The charge is made lightly but it is potentially devastating, reducing Rawls’s model to a utopian vision of how people would live if only they were good. Rawls rejects it, quietly but firmly; while he concedes that his presuppositions are liberal, they find expression not in the characters of the subjects populating his model but in their nature. Specifically, it is in their nature to work together with other individuals (and hence to value reciprocity and fairness) and to value some states of affairs more highly than others (and hence to value morality and logic). The only qualities Rawls reads into the subjects in his model are the capacities to co-operate reasonably, where ‘reasonableness’ includes a sense of justice, and to deliberate rationally, where ‘rationality’ includes an idea of the good. Everything else in the model follows – which is to say, everything in the model follows from some facts about people as they are.
Again, I find myself convinced but unpersuaded. One reason why I’ve harped on Rawls’s particular definitions of the ‘reasonable’ and ‘rational’ is that they’re easily overlooked, but make Rawls’s model much easier to understand if they’re taken into account – cf. Hart’s puzzlement over how the model would work on assumptions of ‘self-interested rationality’. But another reason is more critical. Certainly there are such things as co-operative reasonableness and rationality oriented towards an idea of the good, and practices informed by them; an account of society based exclusively on individual self-interest would be not so much impoverished as false. But bracketing out means/end rationality and reasonableness in the pursuit of one’s own desires seems like an equal and opposite distortion. The question is not whether Rawls’s moral powers are a human reality but whether they could ever do the work he wants them to – and saying that they could do if their exercise were given priority over less moral pursuits is begging the question.
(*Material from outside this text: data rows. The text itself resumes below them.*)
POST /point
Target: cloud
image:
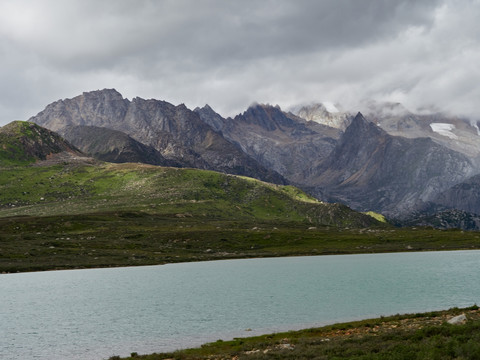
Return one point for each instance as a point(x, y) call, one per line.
point(232, 53)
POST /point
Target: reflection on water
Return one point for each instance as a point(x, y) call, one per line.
point(97, 313)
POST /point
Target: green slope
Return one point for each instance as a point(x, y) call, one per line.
point(23, 143)
point(67, 189)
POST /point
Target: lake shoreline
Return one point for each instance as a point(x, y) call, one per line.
point(57, 268)
point(332, 338)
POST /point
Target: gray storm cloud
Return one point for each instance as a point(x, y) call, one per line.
point(232, 53)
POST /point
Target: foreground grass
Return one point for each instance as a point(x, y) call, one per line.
point(414, 336)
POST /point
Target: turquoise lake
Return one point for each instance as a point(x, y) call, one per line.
point(94, 314)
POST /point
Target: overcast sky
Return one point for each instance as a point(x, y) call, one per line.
point(231, 53)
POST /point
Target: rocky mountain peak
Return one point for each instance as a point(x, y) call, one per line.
point(361, 128)
point(106, 94)
point(268, 117)
point(210, 117)
point(329, 115)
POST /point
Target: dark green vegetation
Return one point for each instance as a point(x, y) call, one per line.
point(75, 215)
point(24, 142)
point(417, 336)
point(61, 210)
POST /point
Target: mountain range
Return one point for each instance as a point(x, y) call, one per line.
point(407, 166)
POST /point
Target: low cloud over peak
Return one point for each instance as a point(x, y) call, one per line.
point(230, 53)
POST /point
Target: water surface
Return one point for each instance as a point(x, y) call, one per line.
point(97, 313)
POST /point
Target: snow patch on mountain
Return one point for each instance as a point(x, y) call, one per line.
point(444, 129)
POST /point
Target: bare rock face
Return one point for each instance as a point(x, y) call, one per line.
point(280, 141)
point(320, 113)
point(114, 146)
point(175, 131)
point(372, 170)
point(463, 196)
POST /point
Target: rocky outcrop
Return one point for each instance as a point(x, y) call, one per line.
point(113, 146)
point(319, 113)
point(175, 131)
point(372, 170)
point(463, 196)
point(280, 141)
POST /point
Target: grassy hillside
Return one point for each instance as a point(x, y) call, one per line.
point(23, 143)
point(75, 215)
point(59, 211)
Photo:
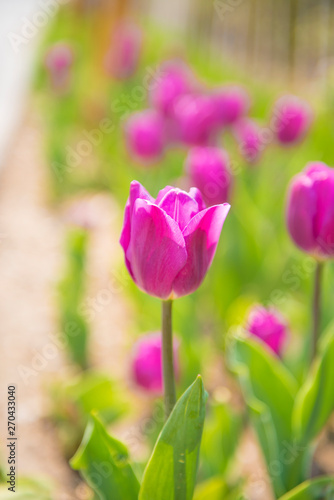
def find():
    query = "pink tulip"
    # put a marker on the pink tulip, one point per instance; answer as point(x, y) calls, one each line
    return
point(123, 57)
point(247, 133)
point(194, 119)
point(169, 243)
point(310, 210)
point(231, 103)
point(208, 169)
point(147, 363)
point(58, 62)
point(292, 118)
point(175, 81)
point(269, 326)
point(145, 134)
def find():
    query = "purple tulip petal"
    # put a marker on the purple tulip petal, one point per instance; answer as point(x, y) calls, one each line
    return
point(136, 191)
point(180, 206)
point(301, 212)
point(157, 249)
point(201, 236)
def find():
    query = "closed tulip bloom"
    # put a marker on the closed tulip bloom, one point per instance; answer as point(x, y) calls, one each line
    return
point(147, 363)
point(247, 133)
point(310, 210)
point(231, 103)
point(194, 120)
point(269, 326)
point(292, 118)
point(145, 134)
point(175, 81)
point(208, 169)
point(123, 57)
point(169, 242)
point(58, 62)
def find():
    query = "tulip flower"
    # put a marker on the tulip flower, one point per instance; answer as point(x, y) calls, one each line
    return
point(122, 59)
point(58, 62)
point(194, 120)
point(231, 104)
point(147, 363)
point(247, 133)
point(292, 117)
point(145, 134)
point(269, 326)
point(169, 244)
point(175, 81)
point(310, 220)
point(208, 169)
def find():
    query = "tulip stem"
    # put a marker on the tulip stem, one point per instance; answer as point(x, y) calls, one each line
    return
point(316, 308)
point(167, 358)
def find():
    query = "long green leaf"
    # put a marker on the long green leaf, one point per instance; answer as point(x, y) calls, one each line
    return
point(315, 401)
point(269, 391)
point(171, 471)
point(316, 489)
point(103, 462)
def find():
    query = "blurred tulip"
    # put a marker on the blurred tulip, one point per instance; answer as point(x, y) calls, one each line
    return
point(194, 120)
point(145, 134)
point(231, 104)
point(147, 363)
point(208, 169)
point(269, 326)
point(292, 117)
point(169, 243)
point(175, 81)
point(247, 133)
point(123, 57)
point(58, 62)
point(310, 210)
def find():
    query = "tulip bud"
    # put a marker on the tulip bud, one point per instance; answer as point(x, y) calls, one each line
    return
point(310, 210)
point(145, 134)
point(231, 104)
point(169, 243)
point(58, 62)
point(269, 326)
point(122, 59)
point(194, 119)
point(292, 118)
point(147, 363)
point(208, 169)
point(175, 80)
point(247, 133)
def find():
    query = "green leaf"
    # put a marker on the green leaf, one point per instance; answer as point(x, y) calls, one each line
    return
point(315, 401)
point(171, 471)
point(315, 489)
point(269, 391)
point(103, 462)
point(220, 438)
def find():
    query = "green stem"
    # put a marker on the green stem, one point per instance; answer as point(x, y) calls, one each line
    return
point(316, 308)
point(167, 358)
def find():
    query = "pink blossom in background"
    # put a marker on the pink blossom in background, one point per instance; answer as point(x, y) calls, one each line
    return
point(169, 242)
point(269, 326)
point(247, 133)
point(146, 135)
point(208, 170)
point(58, 61)
point(174, 80)
point(231, 102)
point(123, 57)
point(310, 210)
point(292, 118)
point(147, 363)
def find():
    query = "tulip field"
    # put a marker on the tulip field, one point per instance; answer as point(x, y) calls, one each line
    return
point(204, 197)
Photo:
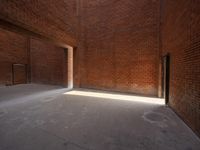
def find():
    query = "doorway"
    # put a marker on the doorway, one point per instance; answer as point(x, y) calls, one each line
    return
point(165, 77)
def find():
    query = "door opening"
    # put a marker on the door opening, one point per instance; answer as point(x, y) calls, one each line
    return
point(70, 67)
point(165, 77)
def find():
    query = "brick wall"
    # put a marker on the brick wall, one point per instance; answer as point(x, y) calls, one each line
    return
point(181, 38)
point(120, 46)
point(48, 63)
point(13, 49)
point(55, 19)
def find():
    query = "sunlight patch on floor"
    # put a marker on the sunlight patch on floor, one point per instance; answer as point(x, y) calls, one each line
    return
point(142, 99)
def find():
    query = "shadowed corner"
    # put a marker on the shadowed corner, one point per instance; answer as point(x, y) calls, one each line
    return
point(122, 97)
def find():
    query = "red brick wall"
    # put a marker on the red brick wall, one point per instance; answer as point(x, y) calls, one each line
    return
point(47, 63)
point(55, 19)
point(181, 38)
point(13, 49)
point(120, 43)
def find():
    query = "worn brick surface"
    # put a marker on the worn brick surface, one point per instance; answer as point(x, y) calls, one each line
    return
point(13, 49)
point(47, 63)
point(181, 38)
point(52, 18)
point(121, 46)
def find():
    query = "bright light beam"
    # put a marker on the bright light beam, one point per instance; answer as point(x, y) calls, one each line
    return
point(142, 99)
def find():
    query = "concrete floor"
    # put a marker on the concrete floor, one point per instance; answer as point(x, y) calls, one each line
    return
point(41, 117)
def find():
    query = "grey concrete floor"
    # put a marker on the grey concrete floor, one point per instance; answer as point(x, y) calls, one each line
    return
point(42, 117)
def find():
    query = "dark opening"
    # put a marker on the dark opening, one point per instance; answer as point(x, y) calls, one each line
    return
point(165, 77)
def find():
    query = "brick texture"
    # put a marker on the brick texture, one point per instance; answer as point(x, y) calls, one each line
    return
point(47, 63)
point(13, 49)
point(181, 38)
point(120, 45)
point(57, 19)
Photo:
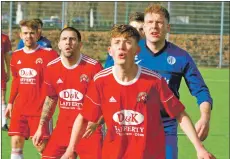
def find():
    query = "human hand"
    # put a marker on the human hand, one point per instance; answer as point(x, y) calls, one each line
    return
point(37, 138)
point(7, 76)
point(69, 154)
point(204, 154)
point(8, 112)
point(202, 128)
point(91, 127)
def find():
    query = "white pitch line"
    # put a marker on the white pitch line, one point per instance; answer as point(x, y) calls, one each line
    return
point(211, 80)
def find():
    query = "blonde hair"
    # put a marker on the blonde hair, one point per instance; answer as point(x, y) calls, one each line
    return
point(33, 24)
point(157, 8)
point(125, 31)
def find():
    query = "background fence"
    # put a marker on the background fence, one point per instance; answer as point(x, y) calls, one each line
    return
point(201, 28)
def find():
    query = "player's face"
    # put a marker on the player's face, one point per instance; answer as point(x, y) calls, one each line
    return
point(29, 36)
point(69, 44)
point(155, 27)
point(123, 50)
point(39, 30)
point(139, 27)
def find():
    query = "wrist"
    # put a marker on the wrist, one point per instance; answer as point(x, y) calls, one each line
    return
point(199, 146)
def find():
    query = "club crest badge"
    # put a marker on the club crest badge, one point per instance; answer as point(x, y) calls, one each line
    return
point(39, 60)
point(142, 97)
point(171, 60)
point(84, 78)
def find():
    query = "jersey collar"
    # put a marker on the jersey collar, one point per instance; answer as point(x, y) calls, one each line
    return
point(159, 52)
point(127, 83)
point(74, 66)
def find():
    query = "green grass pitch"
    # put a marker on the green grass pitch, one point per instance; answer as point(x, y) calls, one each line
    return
point(218, 139)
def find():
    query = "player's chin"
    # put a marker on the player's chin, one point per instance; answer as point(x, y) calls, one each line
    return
point(119, 61)
point(68, 55)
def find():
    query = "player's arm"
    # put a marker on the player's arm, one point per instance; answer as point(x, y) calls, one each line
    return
point(109, 61)
point(91, 112)
point(199, 89)
point(14, 87)
point(47, 112)
point(175, 109)
point(92, 126)
point(20, 44)
point(7, 58)
point(78, 128)
point(188, 128)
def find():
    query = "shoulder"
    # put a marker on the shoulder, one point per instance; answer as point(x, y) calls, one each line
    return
point(152, 74)
point(18, 51)
point(103, 74)
point(89, 60)
point(5, 38)
point(176, 50)
point(44, 39)
point(54, 62)
point(47, 50)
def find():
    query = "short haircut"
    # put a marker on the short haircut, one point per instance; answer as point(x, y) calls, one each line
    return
point(29, 23)
point(72, 29)
point(136, 16)
point(39, 21)
point(126, 31)
point(157, 8)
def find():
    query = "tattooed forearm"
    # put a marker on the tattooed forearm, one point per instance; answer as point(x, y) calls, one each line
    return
point(101, 120)
point(47, 109)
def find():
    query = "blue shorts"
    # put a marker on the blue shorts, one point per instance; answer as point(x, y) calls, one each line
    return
point(171, 147)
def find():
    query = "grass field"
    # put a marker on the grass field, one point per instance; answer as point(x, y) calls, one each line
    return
point(218, 139)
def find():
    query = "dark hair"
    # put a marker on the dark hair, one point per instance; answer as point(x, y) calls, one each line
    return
point(125, 31)
point(38, 21)
point(136, 16)
point(72, 29)
point(157, 8)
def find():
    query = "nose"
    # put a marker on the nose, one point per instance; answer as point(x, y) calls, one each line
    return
point(68, 41)
point(122, 45)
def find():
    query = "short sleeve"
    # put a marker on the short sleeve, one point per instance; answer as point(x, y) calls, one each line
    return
point(49, 88)
point(7, 46)
point(169, 101)
point(92, 103)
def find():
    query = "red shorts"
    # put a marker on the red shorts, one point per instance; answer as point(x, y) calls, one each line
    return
point(87, 148)
point(3, 85)
point(26, 126)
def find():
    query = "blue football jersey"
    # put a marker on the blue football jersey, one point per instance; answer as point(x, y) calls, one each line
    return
point(43, 41)
point(173, 63)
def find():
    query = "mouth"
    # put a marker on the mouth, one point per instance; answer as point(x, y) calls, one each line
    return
point(68, 49)
point(121, 56)
point(155, 34)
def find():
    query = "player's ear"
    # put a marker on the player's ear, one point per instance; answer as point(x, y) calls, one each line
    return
point(138, 50)
point(168, 28)
point(59, 45)
point(110, 51)
point(80, 44)
point(20, 34)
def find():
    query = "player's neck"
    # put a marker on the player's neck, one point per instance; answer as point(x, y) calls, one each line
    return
point(155, 47)
point(29, 48)
point(69, 62)
point(125, 73)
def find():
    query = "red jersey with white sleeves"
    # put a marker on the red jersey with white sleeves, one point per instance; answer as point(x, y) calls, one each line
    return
point(132, 113)
point(28, 76)
point(69, 85)
point(5, 48)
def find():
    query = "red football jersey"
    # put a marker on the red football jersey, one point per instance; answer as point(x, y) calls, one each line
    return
point(69, 85)
point(28, 76)
point(5, 48)
point(132, 113)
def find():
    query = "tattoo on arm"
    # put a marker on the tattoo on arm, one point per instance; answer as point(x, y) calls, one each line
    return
point(47, 109)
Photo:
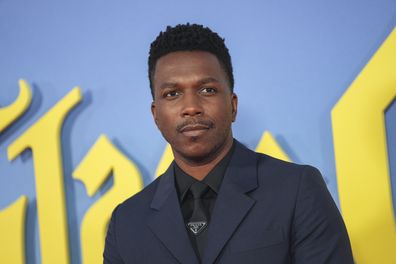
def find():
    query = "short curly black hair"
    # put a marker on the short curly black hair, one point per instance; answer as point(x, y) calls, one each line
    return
point(189, 37)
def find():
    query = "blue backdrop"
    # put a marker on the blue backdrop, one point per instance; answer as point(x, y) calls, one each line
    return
point(293, 60)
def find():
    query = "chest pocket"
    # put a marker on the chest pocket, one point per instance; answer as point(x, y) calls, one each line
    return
point(256, 239)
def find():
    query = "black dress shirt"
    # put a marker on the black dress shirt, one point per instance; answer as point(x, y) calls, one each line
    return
point(213, 180)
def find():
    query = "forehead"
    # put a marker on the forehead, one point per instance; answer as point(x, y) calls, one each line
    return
point(188, 64)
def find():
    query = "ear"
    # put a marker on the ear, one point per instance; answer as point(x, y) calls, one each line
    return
point(234, 106)
point(154, 112)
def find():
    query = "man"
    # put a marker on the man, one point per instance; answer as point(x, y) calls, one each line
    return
point(218, 202)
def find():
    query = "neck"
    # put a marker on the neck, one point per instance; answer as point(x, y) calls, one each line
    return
point(199, 170)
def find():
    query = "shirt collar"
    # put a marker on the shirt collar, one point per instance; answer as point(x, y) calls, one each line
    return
point(213, 179)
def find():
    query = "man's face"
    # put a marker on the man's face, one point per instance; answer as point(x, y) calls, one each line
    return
point(193, 106)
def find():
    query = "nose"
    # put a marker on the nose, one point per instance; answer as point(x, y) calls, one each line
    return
point(192, 105)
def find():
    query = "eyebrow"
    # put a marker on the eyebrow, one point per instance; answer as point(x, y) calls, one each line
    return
point(200, 82)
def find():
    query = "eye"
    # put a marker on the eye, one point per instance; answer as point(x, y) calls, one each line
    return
point(208, 90)
point(171, 94)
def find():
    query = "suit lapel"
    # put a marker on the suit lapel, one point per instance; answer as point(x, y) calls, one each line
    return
point(166, 220)
point(232, 203)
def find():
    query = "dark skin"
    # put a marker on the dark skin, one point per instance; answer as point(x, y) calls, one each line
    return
point(194, 108)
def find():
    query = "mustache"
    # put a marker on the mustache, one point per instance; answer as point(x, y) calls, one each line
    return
point(194, 122)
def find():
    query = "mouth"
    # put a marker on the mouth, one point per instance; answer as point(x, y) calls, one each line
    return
point(194, 130)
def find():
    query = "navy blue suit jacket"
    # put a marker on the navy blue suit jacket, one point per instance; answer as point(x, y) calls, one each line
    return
point(267, 211)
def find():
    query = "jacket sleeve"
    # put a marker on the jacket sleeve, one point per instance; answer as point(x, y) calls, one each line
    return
point(110, 254)
point(318, 233)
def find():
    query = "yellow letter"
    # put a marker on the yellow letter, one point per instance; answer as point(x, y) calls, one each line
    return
point(10, 113)
point(102, 159)
point(269, 146)
point(165, 161)
point(12, 230)
point(43, 138)
point(362, 161)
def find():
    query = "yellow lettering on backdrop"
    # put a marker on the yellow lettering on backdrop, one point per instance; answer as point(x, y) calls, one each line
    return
point(12, 230)
point(103, 159)
point(43, 138)
point(10, 113)
point(362, 161)
point(165, 161)
point(269, 146)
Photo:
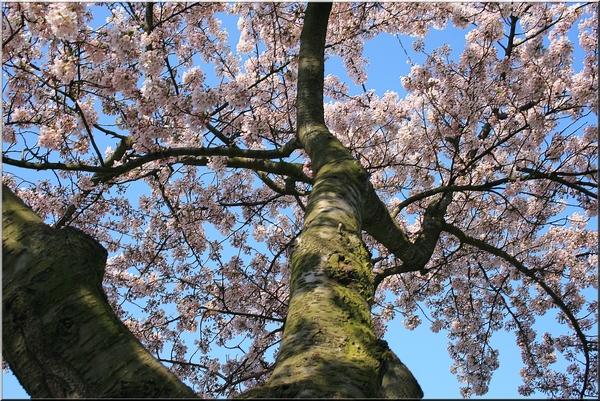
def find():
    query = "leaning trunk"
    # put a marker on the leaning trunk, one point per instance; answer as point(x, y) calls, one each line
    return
point(59, 334)
point(329, 347)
I sense that Hart saw a deep equivocation here, between a model which could exist (in the sense that it rests on valid assumptions about human nature) and one which could exist (in the sense that the model itself represents an imaginable society). It may be that Rawls only saw himself as developing the first of these; however, to the extent that such an abstract standard can be a driver for reforms to the society we have, it must surely be possible to envisage reforms which would represent steps towards it, even if they were fated never to reach it. And, if Rawls’s model is supposed to represent something approachable (even if not attainable), we’re back to the original question: why are his subjects so nice? The answer seems obvious – it’s because they’ve chosen to prioritise conditions favouring the exercise of the two moral powers – but this only defers the question: in the light of most of human history to date, why have they chosen to do that? If we’re going to have a society founded on a complex balance of basic liberties – and it sounds like a good idea – where are we going to get the people who want one? And, if we haven’t got those people, maybe we should be working on something for the people we have got – a theory of justice as between flawed, lazy, selfish and intermittently deceitful people, for example.